Bu veri son 3 aydır global krizin de etkisiyle üretimin Türkiye'de nasıl S.O.S verdiğini açıkça gösteriyor. Bu yılın ilk iki çeyreğinde bu tablonun düzeleceğine dair herhangi bir sinyal ya da hükümet tarafından alınmış bir önlem yok.

Peki, üretimde durum bu da tüketim çok mu farklı?

Maalesef değil! Zaten olması da düşünülemez.

İç ve dış talepte daralma olmasa yani tüketim kısılmasa sanayici kapasitesinin çok altında bir üretime niye insin?

Kapasite kullanımında yüzde 80 ve üstü işlerin fena gitmediğine dair önemli bir eşiktir.
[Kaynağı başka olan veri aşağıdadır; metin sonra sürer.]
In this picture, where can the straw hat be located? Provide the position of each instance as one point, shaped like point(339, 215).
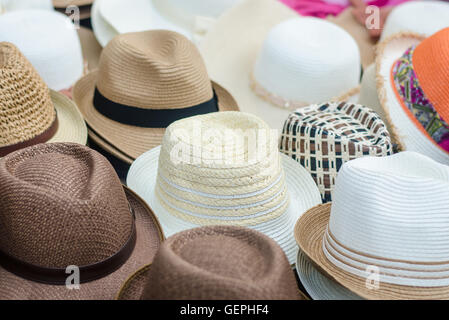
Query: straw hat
point(414, 94)
point(34, 32)
point(388, 214)
point(63, 205)
point(323, 137)
point(318, 285)
point(29, 112)
point(220, 179)
point(424, 17)
point(191, 18)
point(145, 81)
point(274, 61)
point(366, 44)
point(215, 263)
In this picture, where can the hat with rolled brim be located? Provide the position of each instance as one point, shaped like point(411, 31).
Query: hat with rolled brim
point(131, 141)
point(404, 131)
point(303, 192)
point(309, 232)
point(148, 239)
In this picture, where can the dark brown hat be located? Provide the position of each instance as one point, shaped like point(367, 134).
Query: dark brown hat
point(63, 205)
point(218, 263)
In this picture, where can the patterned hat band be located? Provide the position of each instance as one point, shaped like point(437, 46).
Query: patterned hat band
point(415, 102)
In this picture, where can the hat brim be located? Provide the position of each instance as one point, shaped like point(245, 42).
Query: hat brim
point(309, 232)
point(130, 140)
point(317, 285)
point(303, 192)
point(71, 125)
point(149, 236)
point(114, 17)
point(408, 136)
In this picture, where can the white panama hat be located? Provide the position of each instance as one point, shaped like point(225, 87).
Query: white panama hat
point(49, 40)
point(191, 18)
point(423, 17)
point(388, 214)
point(268, 195)
point(274, 61)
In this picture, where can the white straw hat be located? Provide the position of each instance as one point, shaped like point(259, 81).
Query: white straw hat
point(190, 18)
point(384, 236)
point(274, 61)
point(49, 40)
point(319, 286)
point(424, 17)
point(220, 180)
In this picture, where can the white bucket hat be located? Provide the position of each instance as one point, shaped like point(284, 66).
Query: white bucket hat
point(424, 17)
point(274, 61)
point(384, 236)
point(190, 18)
point(218, 181)
point(50, 42)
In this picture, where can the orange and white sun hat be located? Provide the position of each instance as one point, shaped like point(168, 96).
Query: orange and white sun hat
point(413, 88)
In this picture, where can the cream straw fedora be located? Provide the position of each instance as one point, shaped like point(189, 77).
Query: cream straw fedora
point(223, 181)
point(318, 285)
point(274, 61)
point(413, 92)
point(384, 236)
point(191, 18)
point(145, 81)
point(50, 41)
point(424, 17)
point(29, 112)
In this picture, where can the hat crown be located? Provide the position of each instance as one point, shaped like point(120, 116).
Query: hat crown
point(220, 263)
point(221, 168)
point(391, 212)
point(62, 204)
point(49, 40)
point(307, 67)
point(157, 69)
point(26, 109)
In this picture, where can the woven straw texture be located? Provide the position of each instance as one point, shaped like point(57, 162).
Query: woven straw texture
point(87, 219)
point(323, 137)
point(218, 263)
point(152, 69)
point(26, 109)
point(380, 217)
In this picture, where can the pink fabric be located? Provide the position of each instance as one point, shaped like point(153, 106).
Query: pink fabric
point(323, 8)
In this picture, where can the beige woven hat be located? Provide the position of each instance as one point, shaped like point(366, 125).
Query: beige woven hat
point(384, 236)
point(145, 81)
point(215, 263)
point(62, 206)
point(224, 168)
point(30, 113)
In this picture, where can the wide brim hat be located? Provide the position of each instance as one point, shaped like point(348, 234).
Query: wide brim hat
point(402, 129)
point(131, 141)
point(303, 192)
point(148, 239)
point(309, 232)
point(244, 28)
point(71, 125)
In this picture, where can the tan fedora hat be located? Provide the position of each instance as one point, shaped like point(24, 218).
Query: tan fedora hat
point(30, 113)
point(384, 236)
point(215, 263)
point(145, 81)
point(63, 205)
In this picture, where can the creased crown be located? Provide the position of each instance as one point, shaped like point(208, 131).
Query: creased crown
point(155, 69)
point(26, 109)
point(220, 263)
point(62, 204)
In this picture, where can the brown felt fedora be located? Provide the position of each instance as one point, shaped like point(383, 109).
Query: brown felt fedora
point(63, 205)
point(215, 263)
point(145, 81)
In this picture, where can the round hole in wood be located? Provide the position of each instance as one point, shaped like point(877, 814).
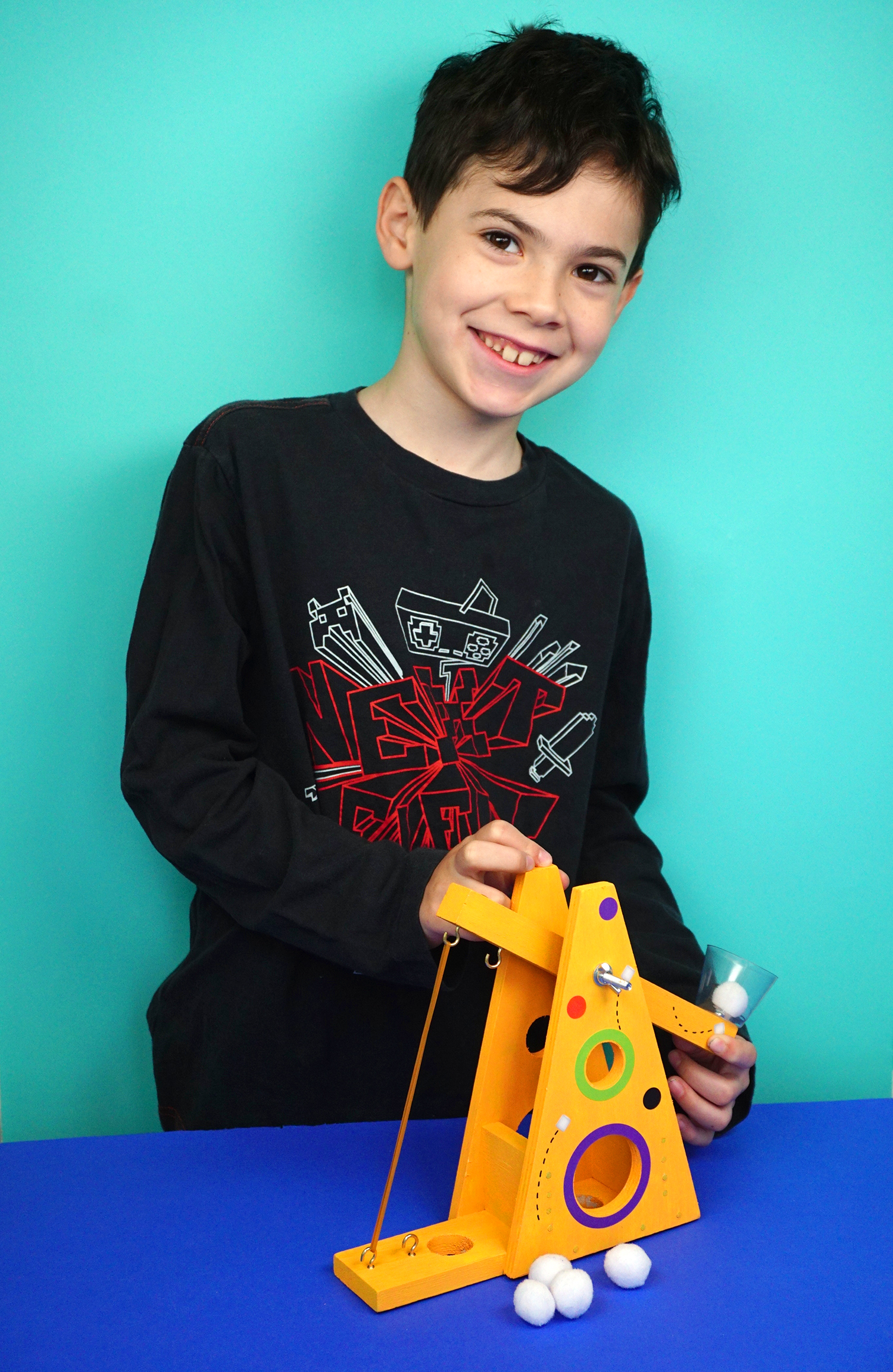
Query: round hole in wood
point(448, 1245)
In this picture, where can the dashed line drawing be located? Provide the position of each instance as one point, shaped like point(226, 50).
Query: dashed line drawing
point(541, 1172)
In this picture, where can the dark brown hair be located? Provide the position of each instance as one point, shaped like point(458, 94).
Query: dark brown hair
point(542, 105)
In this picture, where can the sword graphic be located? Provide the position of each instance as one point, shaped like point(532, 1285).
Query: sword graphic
point(574, 736)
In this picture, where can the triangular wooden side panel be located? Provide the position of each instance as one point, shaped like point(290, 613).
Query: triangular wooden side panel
point(604, 1162)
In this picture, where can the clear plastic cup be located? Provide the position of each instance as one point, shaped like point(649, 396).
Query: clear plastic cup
point(732, 986)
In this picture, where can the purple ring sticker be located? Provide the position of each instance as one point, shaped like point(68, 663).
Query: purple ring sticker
point(594, 1221)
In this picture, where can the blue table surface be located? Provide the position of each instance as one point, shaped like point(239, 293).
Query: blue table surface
point(214, 1251)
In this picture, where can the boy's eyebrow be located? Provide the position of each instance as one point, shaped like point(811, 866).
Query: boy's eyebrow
point(538, 236)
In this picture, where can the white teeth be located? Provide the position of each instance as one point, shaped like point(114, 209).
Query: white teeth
point(504, 349)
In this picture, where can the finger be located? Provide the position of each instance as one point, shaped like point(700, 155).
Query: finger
point(693, 1050)
point(700, 1112)
point(693, 1134)
point(737, 1053)
point(499, 832)
point(720, 1089)
point(479, 855)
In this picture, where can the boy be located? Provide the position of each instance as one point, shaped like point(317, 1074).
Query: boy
point(386, 644)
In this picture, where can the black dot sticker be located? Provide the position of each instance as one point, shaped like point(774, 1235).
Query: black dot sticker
point(537, 1035)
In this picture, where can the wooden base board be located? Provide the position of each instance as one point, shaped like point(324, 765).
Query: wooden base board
point(398, 1279)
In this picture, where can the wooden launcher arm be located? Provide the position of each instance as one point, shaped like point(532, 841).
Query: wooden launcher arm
point(529, 939)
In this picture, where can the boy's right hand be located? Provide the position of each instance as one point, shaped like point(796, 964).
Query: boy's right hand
point(488, 862)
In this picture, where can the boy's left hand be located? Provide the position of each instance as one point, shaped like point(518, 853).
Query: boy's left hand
point(708, 1084)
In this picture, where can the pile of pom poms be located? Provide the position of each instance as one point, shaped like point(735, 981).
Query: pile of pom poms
point(555, 1284)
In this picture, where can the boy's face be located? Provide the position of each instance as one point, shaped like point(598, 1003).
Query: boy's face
point(511, 298)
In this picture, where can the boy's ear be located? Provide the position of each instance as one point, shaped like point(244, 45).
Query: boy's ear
point(395, 224)
point(629, 291)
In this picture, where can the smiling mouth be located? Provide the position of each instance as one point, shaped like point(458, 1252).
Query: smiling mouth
point(508, 350)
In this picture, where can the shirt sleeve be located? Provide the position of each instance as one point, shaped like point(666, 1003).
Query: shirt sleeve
point(614, 846)
point(191, 772)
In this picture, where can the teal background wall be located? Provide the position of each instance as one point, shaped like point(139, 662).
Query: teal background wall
point(187, 217)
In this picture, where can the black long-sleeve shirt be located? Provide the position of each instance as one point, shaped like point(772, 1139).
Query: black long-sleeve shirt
point(345, 660)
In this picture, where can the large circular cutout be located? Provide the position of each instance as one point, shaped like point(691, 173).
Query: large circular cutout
point(605, 1167)
point(604, 1065)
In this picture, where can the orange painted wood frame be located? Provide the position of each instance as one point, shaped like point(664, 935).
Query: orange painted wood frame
point(604, 1160)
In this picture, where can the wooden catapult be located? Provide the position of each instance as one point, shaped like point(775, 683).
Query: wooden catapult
point(569, 1040)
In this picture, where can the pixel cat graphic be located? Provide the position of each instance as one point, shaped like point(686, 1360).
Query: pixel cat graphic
point(604, 1162)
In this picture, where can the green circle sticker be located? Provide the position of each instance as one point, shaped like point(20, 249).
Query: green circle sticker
point(618, 1039)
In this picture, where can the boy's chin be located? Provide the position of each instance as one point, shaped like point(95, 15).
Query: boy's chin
point(498, 403)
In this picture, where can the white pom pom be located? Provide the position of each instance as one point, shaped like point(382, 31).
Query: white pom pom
point(730, 999)
point(627, 1265)
point(548, 1267)
point(572, 1293)
point(534, 1302)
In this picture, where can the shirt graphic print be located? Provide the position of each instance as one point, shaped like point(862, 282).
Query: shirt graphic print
point(429, 752)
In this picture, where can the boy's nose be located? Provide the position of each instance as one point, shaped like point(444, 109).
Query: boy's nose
point(538, 297)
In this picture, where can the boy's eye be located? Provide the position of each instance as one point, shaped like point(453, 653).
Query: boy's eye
point(502, 241)
point(589, 272)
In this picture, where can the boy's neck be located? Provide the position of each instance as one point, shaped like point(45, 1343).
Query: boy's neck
point(423, 414)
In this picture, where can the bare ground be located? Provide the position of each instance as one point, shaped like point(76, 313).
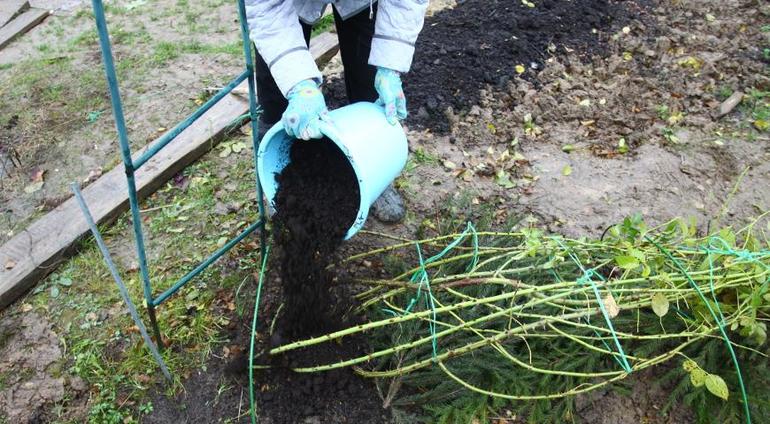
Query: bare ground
point(545, 144)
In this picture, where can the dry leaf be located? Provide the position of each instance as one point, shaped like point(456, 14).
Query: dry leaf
point(610, 305)
point(37, 175)
point(36, 186)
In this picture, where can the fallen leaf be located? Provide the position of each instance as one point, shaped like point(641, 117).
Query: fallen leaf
point(503, 179)
point(36, 186)
point(627, 262)
point(37, 175)
point(691, 62)
point(660, 304)
point(730, 103)
point(238, 147)
point(610, 305)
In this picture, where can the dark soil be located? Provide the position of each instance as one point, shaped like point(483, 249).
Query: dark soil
point(479, 43)
point(459, 53)
point(317, 202)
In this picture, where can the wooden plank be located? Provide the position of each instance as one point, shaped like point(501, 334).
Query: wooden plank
point(9, 9)
point(20, 25)
point(35, 252)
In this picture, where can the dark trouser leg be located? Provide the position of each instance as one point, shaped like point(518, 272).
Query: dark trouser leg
point(269, 96)
point(355, 35)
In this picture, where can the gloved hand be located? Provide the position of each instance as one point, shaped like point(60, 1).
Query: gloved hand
point(306, 110)
point(387, 82)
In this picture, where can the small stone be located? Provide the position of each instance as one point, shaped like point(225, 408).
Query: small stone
point(730, 103)
point(221, 209)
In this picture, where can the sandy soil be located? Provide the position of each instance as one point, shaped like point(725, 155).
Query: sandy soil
point(543, 143)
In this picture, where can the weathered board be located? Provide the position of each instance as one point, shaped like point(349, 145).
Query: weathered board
point(10, 8)
point(21, 24)
point(35, 252)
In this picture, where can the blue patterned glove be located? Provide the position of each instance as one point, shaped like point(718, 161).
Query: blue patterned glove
point(387, 82)
point(306, 110)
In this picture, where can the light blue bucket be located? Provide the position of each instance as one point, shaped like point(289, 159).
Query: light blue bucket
point(376, 150)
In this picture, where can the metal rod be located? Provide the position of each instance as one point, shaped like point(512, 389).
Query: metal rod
point(120, 124)
point(119, 282)
point(198, 269)
point(169, 136)
point(253, 112)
Yüzde 70 işlerin pek de iyi gitmediğine işarettir, yüzde 60'lar ise üretimin durma noktasına geldiğini gösterir.

Benzer eğilimleri tüketici güven endekslerinde de görebilirsiniz.

Bir de tüm bu verilerin üretildiği sembolik önemde mekânlar vardır.

Tüketim eğilimi için Bağdat Caddesi her zaman önemli bir kilometre taşıdır.

Geçen yıl Bağdat Caddesi'nde kiralar Paris'in ünlü caddesi Champs Elyeese ile karşılaştırılıyordu. Bu yüzden de 200 metrekarelik dükkânlar 30-40 bin dolar kira, 800 bin dolar hava parasıyla kapanın elinde kalıyordu.

Oysa bu yıl çok köklü markalar bile bu astronomik kiralara dayanamıyor.

Gerçi Zara gibi bu kriz ortamında büyüyenler de var ama yirmi yıldır Bağdat Caddesi'nde bulunan Benetton bile sonunda havlu atmış.
Alışveriş merkezlerinden sonra astronomik kira ve işletme maliyetleri birçok ünlü markayı sokak ve caddelerde de tedirgin etmeye başlamış.

Haber merkezinde arkadaşlarımız uzun bir süredir sahaya inerek hem Anadolu'nun hem de İstanbul'un sembol mekânlarını mercek altına aldı.

İlk elden gelen bilgiler, üretim ve tüketim endekslerini fazlasıyla haklı çıkarır nitelikte.

Kimileri bu durumu aşırı büyümenin kaçınılmaz sonucu olarak görebilir.

Kimileri ise gaza basmak için fırsat.

Ha siz de işadamı dostum gibi tam da bu kritik noktada benden ücretsiz danışmanlık bekliyorsanız, söyleyeceğim çok basit.

Eğer o kararı verebilecek durumda olsam bugün bu sütunda yazı yazıyor olmaz, sizlerin arasında iş yapıyor olurdum.

Meşhur fıkradır, bir işadamı bir panelde uzun uzun dinlediği bir iktisatçıya dayanamayıp sormuş: "İyi de hocam şu doların ve faizin hali ne olacak?"

İktisatçı gayet samimi cevap vermiş: "Siz bakmayın benim ekonomiyle ilgili parlak cümleler kurduğuma, eğer sorunuzun cevabını biliyor olsam burada ahkâm kesmek yerine dışarıda ticaret yapıp para kazanıyor olurdum. Anlayacağınız ben bildiğim değil bilmediğim için iktisatçı oldum."